A car is shown as is a board with 6 numbers. Behind one of those numbers is a picture of a car, one of them has $1,000, one has $3,000, and one has $5,000, and two say "lose everything". The contestant has one pick for free. A pair of grocery items is shown with prices; one of the prices is its correct price, and one is $1 below its item's correct price. If the contestant guesses which price is $1 below the actual price of the grocery item, they get an extra pick. They are then shown another pair of items, which the same choice to make. Thus, the contestant starts with one pick but can have a total of three. Then they start picking numbers off the board. They keep whatever is behind the numbers they choose, and they accumulate the winnings; for example, if they pick $1,000 and then $3,000, they get a total of $4,000. However, if they choose "lose everything," they lose everything they've won up to that point. Thus, they are allowed to bailout after any pick if they so desire.
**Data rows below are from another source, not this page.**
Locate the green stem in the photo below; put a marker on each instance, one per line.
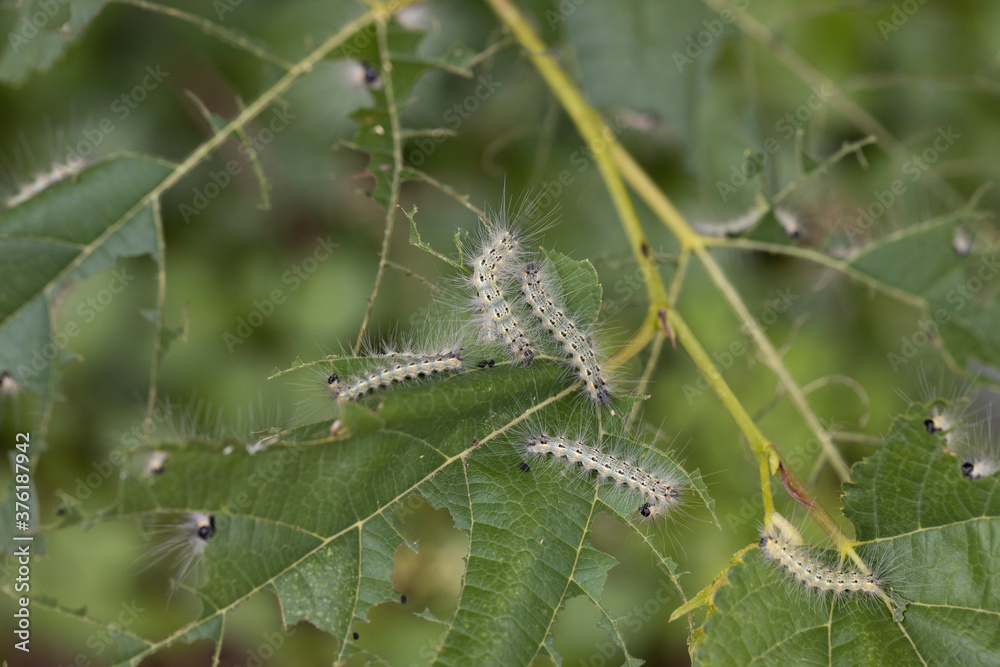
(397, 168)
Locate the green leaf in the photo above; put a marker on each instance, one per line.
(326, 549)
(937, 531)
(580, 292)
(40, 35)
(67, 232)
(959, 294)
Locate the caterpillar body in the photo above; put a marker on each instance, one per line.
(411, 367)
(185, 541)
(782, 545)
(499, 320)
(577, 345)
(977, 451)
(657, 491)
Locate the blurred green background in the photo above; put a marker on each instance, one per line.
(689, 128)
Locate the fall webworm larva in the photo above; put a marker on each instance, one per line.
(491, 264)
(577, 345)
(781, 544)
(976, 449)
(410, 367)
(185, 541)
(656, 489)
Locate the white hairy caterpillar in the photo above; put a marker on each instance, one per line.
(976, 448)
(34, 166)
(42, 180)
(657, 490)
(781, 544)
(577, 345)
(492, 263)
(408, 368)
(947, 418)
(734, 227)
(184, 541)
(789, 222)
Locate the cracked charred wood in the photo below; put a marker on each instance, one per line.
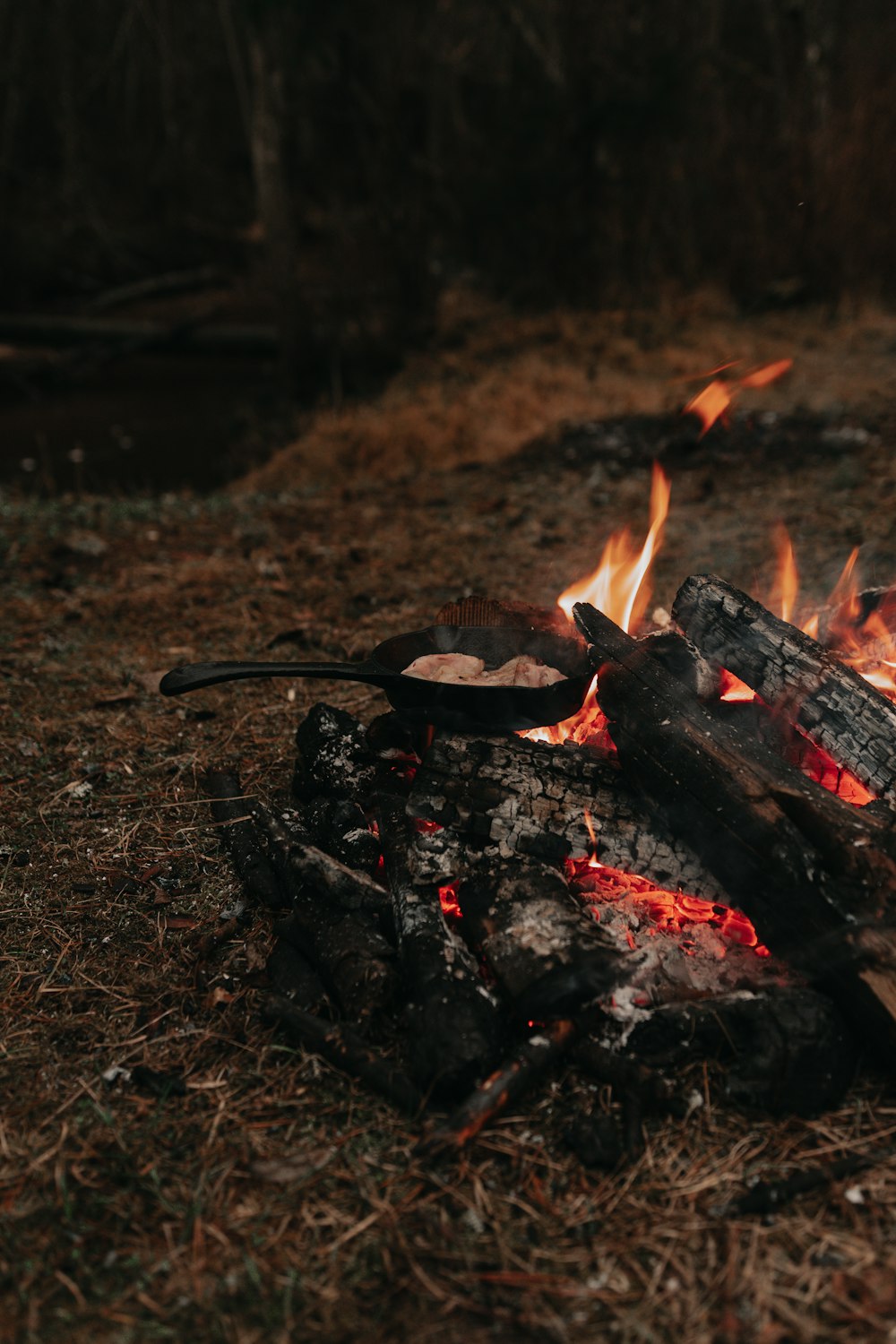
(343, 1048)
(344, 946)
(297, 863)
(793, 672)
(786, 1050)
(530, 798)
(798, 862)
(514, 1077)
(239, 833)
(333, 757)
(452, 1018)
(340, 828)
(546, 952)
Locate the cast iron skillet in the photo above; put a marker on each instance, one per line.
(447, 704)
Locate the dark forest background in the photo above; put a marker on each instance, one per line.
(343, 163)
(367, 151)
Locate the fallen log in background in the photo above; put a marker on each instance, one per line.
(796, 859)
(528, 797)
(452, 1023)
(793, 672)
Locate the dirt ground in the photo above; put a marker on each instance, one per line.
(250, 1193)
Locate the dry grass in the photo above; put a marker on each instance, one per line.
(269, 1198)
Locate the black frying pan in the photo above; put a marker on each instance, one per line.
(447, 704)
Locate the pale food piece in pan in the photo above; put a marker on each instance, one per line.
(521, 669)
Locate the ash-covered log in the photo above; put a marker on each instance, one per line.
(794, 674)
(452, 1024)
(530, 798)
(796, 859)
(544, 949)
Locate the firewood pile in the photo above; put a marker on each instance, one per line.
(678, 898)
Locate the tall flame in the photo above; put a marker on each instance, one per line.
(619, 589)
(616, 588)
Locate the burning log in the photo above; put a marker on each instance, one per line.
(544, 951)
(790, 671)
(527, 1066)
(343, 945)
(452, 1018)
(530, 798)
(233, 811)
(343, 1048)
(797, 860)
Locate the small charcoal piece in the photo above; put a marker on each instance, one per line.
(793, 672)
(344, 946)
(530, 798)
(333, 757)
(343, 1048)
(796, 859)
(516, 1075)
(452, 1019)
(241, 836)
(544, 949)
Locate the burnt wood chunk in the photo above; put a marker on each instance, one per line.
(452, 1019)
(796, 859)
(231, 809)
(786, 1051)
(333, 758)
(530, 798)
(793, 672)
(546, 952)
(343, 1048)
(344, 946)
(516, 1075)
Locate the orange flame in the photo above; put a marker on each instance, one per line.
(713, 401)
(619, 589)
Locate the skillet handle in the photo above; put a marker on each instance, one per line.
(194, 676)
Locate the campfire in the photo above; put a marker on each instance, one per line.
(694, 870)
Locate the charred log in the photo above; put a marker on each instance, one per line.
(785, 1051)
(452, 1018)
(546, 952)
(530, 798)
(343, 1048)
(521, 1072)
(793, 672)
(799, 862)
(333, 757)
(231, 809)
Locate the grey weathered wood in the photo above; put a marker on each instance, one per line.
(530, 798)
(794, 674)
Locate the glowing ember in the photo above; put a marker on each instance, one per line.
(712, 402)
(670, 913)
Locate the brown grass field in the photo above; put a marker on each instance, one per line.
(263, 1196)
They win whatever prizes they've accumulated at the end of the game.

Random fact

When this game first debuted, there were 8 numbers and 3 pairs of grocery items; no picks were given for free. You can see a playing of it here:

Win-loss record

• Actual (seasons 30-46): 63-167 (27.39%)
• What it would be by random chance: 1/3 (33.33%)
  (Note: that assumes that a contestant bails out if and only if they win the car.)

The correct item to pass the buck to was...(seasons 40-46)

• On the left: 57 playings (43.85%)
• On the right: 73 playings (57.15%)

The car was behind...(seasons 40-46)

• #1: 20 playings (30.77%)
• #2: 6 playings (9.23%)
• #3: 4 playings (6.15%)
• #4: 2 playings (3.08%)
• #5: 8 playings (12.31%)
• #6: 25 playings (38.46%)

Strategy

Part 1: Grocery Pricing

Know the price. There's a slight preference toward pushing the buck toward the right, but not enough to suggest that as a strategy unless you're clueless about the price.

Part 2: Which numbers to pick

Pick the endpoints! Pick #6, then #1, and then #5. Just between #6 and #1, you have an over 69% chance of winning the car.

Should you bail out? Rarely. You should ONLY bail out under the following circumstances:

          # picks  # lose everythings  Car is worth less

You have    left   left on the board    than this to you

$4,000       1            2                $3,000

$5,000       1            1                $1,000

$5,000       1            2                $4,000

$5,000       2            2                $1,250

$6,000       1            2                $9,000

$8,000       1            2               $15,000

The right-most column indicates the minimum value of the car to you to keep playing under the given circumstances. For example, if you win $8,000 with your first two picks, you should only take a third pick if the car is worth $15,000 to you. Any combination not shown is a combination where you should always keep playing; in particular, if you have $3,000 or less, you should always continue as the just the cash on the board is worth playing for.